Barış Sarısoy

Neredeyse mesleğe başladığım ilk yıllardan beri “Elbet öğrenilecek yeni bir şey vardır.” düşüncesiyle eğitim alanında yapılan konferans, seminer ve eğitimlere katılmaya çalışıyorum. Buralarda da genel olarak aynı yüzlerle karşılaşıyorum. 

  • Aaa “……” hocam n’aber?
  • İyidir hocam, senden n’aber?
  • Ben de aynı, koşturuyoruz işte.
  • En son geçen ayki “…....” konferansında görüşmüştük değil mi?
  • İki ay önceki “……....” eğitimi olmasın o…

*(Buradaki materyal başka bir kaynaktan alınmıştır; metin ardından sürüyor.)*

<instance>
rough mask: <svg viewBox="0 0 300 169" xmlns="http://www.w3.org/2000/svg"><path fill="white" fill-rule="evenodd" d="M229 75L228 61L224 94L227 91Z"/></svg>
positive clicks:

Hemen hemen her eğitimde benzer diyaloglar yaşanıyor diyebilirim. Dinamiği öğrenme olan bir avuç insanız ve kendi kendimize eğitim ve seminer düzenliyoruz sanki. Elbette ki farklı dinamikler de vardır ama en geneli durdurulamayan öğrenme ihtiyacımız olsa gerek. Diğer taraftan, uzun zamandır YÖM çatısı altında eğitimciler için mesleki gelişim atölyeleri düzenliyoruz. Bu eğitimlere katılan öğretmen arkadaşlara: “Neden bu eğitim?” diye sorduğumuzda karşılaştığımız en genel yanıt: “Yeni şeyler öğrenmek” oluyor.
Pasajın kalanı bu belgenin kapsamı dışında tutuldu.